News from the Oil Patch, Sep. 5
John P. Tretbar
Crude prices have gained four dollars and change in just the last two trading sessions. The benchmark Nymex crude contract settled Friday over $85 for the first time since November 15th last year. Prices were up another two percent in midday trading Tuesday, with Nymex crude over $87 and London Brent over 90.
Kansas Common crude at CHS in McPherson starts the week at $75.75 per barrel. The average price for Kansas crude in August was $71.69 per barrel, compared to just under $66 in July and over $90 in August of last year. Current Kansas prices are about four dollars higher than a month ago.
Kansas regulators report 83 new intent-to-drill notices in August, including one in Barton County, three in Ellis County, one in Russell County and one in Stafford County. So far this year, the Kansas Corporation Commission reports 901 new intents statewide, down 280 from the tally at the end of August last year.
The Rotary Rig Count from Baker Hughes continues a string of declines, dropping by one to 631 rigs, the lowest total since February 7th. The count in Texas was down one.
The Kansas Rig Count from Independent Oil and Gas Service is unchanged from last week, down 2.6% from a month ago, and 35% lower than a year ago. Drilling was underway Friday on one lease in Ellis County and about to get underway on another.
Kansas regulators approved eight new drilling locations statewide last week, with seven in Western Kansas including one in Barton County. The year-to-date tally is 834 new permits, down 274 permits from last year at this time. Independent Oil & Gas Service reports operators completed 32 wells across Kansas last week or 1,152 so far this year. That's up 88 wells from last year at this time. Kansas operators have spudded 844 wells so far this year, down 272 wells from a year ago.
Crude production in the United States topped 12.8 million barrels per day in June for only the fourth time in history. Leading the way was Texas with over 5.5 million barrels per day in June, and over 5.6 million for the first half of the year. New Mexico, in second with 1.8 million barrels, remains about 700-thousand barrels per day ahead of North Dakota in third. The total in Kansas dipped slightly to 75,000 barrels per day, but the average for the first and second quarters of 2023 remains at 76,000 barrels per day.
U.S. crude inventories continue to drop despite continuing record-level production. U.S. crude-oil stockpiles dropped by another 10.6 million barrels last week. Not including the Strategic Petroleum Reserve, the total is just shy of 423 million barrels as of August 25th. That's about three percent below the five-year seasonal average and the lowest government report since the first week in January.
EIA said production averaged over 12.8 million barrels per day, unchanged from a week earlier and about 684-thousand barrels per day ahead of a year ago.
The Energy Information Administration said crude imports were down more than 300,000 barrels to 6.6 million barrels per day.
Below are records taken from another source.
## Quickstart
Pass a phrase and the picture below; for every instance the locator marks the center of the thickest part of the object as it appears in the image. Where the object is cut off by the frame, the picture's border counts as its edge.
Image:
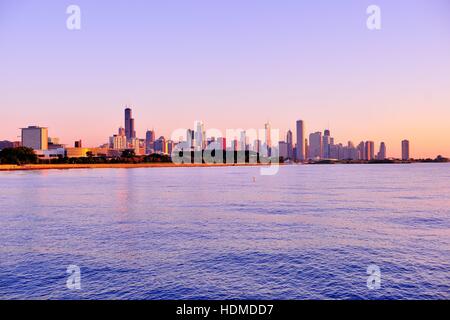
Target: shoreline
(36, 167)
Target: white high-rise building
(326, 143)
(200, 136)
(382, 153)
(405, 150)
(35, 137)
(315, 145)
(300, 141)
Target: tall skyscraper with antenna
(300, 140)
(130, 133)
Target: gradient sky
(232, 64)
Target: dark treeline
(23, 155)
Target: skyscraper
(130, 133)
(267, 130)
(369, 152)
(382, 153)
(149, 141)
(300, 140)
(290, 144)
(326, 143)
(35, 137)
(315, 145)
(200, 136)
(405, 150)
(361, 150)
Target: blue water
(309, 232)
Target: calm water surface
(218, 233)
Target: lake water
(309, 232)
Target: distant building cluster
(315, 147)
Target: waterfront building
(290, 145)
(369, 150)
(35, 137)
(405, 150)
(130, 133)
(315, 145)
(301, 147)
(382, 152)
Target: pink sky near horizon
(231, 65)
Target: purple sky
(232, 64)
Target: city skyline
(230, 68)
(317, 147)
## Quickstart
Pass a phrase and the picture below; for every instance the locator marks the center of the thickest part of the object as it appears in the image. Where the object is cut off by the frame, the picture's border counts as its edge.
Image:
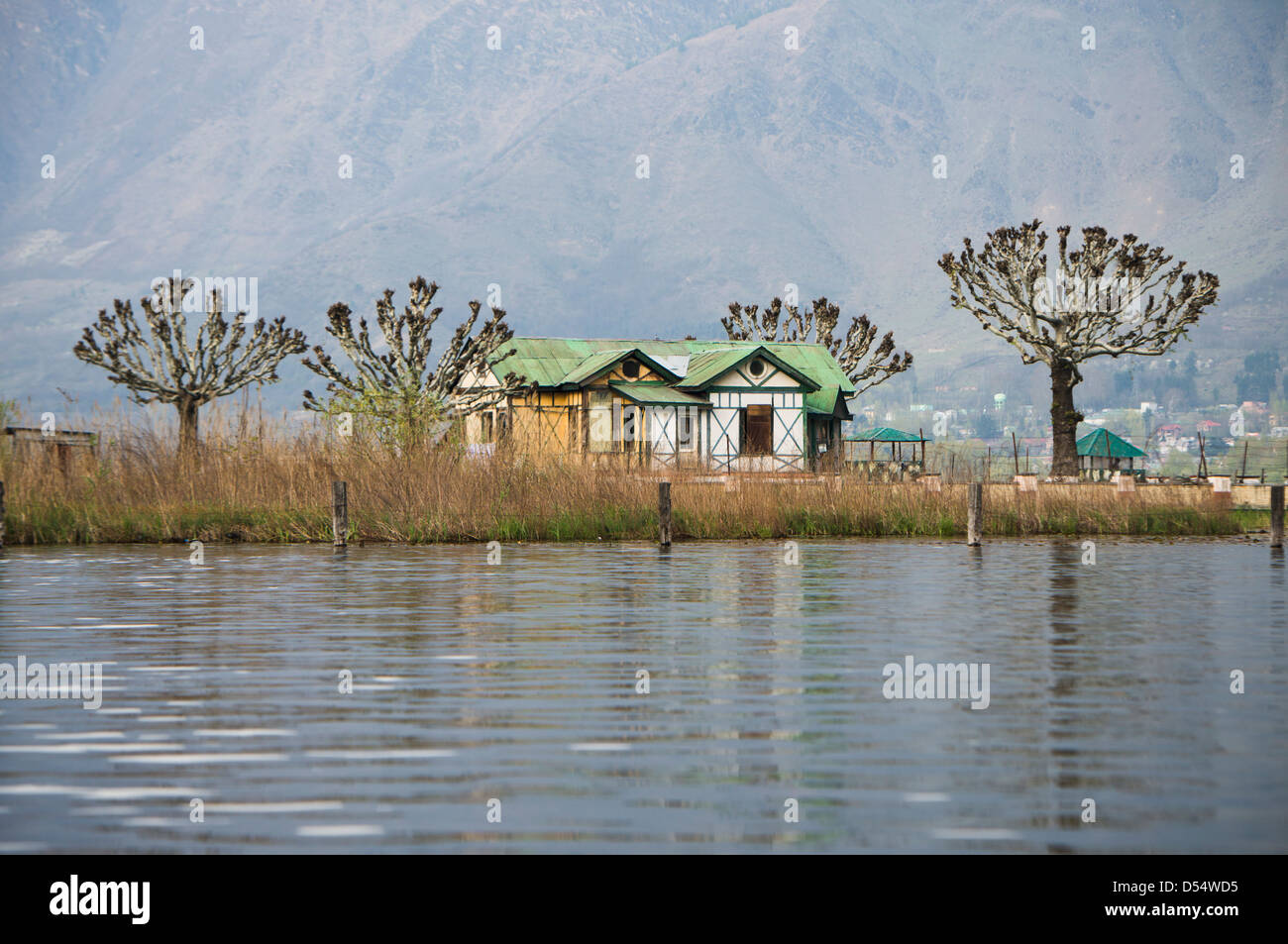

The four-week average is 12 percent higher than a year ago.
The refinery fire in Garyville, Louisiana was finally declared out after burning four days. Investigators say a storage tank leaked and caught fire Friday morning in a containment dike. Ten people were treated for heat stress or minor injuries. The Marathon Petroleum facility north of New Orleans is the third-largest refinery in the U.S.